Tqq @dcbriccetti I will work on it

mdmahendri · March 30, 2019, 6:18am

Hello @yanokwa @dcbriccetti i want to ask something. Though this might irrelevant to the project, i just wanted to speak what I have in mind
Since parsing in JR is done by creating the DOM document, why JR uses kxml? I don't see any API in kxml which utilize random access and XPath to select element. Instead parsing in JR uses for-loop then check the element name. Because of that, I want to offer changing the parsing library (kxml)

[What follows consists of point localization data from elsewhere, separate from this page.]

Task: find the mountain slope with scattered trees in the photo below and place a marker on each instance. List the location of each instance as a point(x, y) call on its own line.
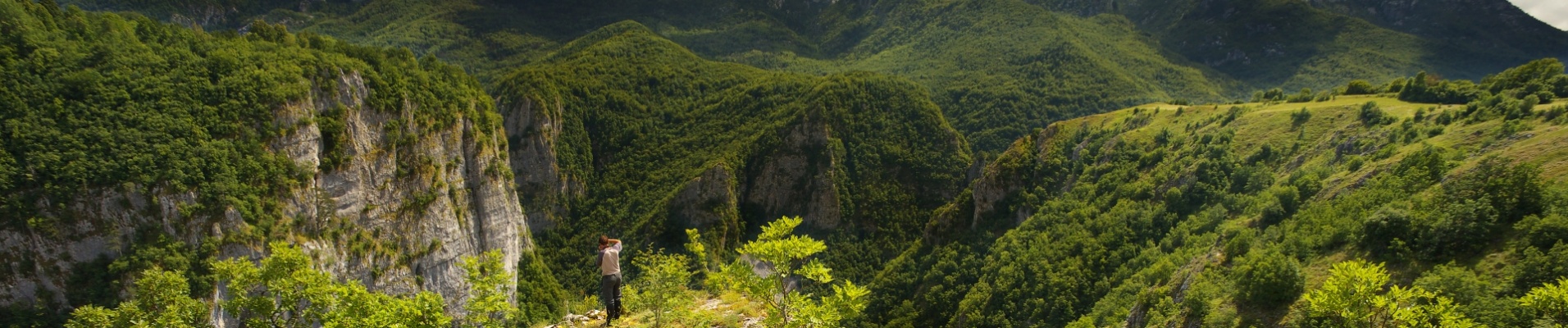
point(1234, 216)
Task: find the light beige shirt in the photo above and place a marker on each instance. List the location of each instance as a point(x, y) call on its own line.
point(610, 259)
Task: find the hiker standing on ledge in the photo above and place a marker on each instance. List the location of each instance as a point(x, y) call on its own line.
point(610, 280)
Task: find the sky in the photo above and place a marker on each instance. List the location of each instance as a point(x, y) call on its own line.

Currently, two popular method to parse XML are DOM-based and SAX/StAX/Pull-parse. But there are another method recently called VTD and the library name is VTD-XML. VTD create representation by saving token offset, length, depth level and not by making DOM element tree. VTD basically parsing + indexing xml library

Advantages

better parsing throughput compared to DOM and SAX
efficient memory usage compared to DOM approach because no overhead of creating many DOM objects instead only array-like memory overhead once
hierarchy tree build only for element, so there is no need to check for leaves (attribute, text node)
select only elements that satisfy path, no need for loop-if and handling of unexpected elements
XPath evaluation is also fastest among other DOM library
can save VTD into disk so that parsing is only done once, though this might not needed because JR uses FormDef which is similar to DOM structure

So what i think is the possibility to migrate parsing library. After that, study whether VTD indexing scheme is suitable for other JR objects

Link to parsing throughput and memory usage benchmark
Link to XPath eval performance benchmark
Link on how VTD representations look like

LN · April 1, 2019, 7:24pm

Hi and welcome, @mdmahendri!

I'm sorry to say that VTD-XML would not be able to be leveraged because its license is GPLv2 (see https://sourceforge.net/projects/vtd-xml/) which is not compatible with ODK's Apache 2.0 license (see https://apache.org/licenses/GPL-compatibility.html).

I'll look at responding to some of your other questions and comments soon unless someone gets to it first!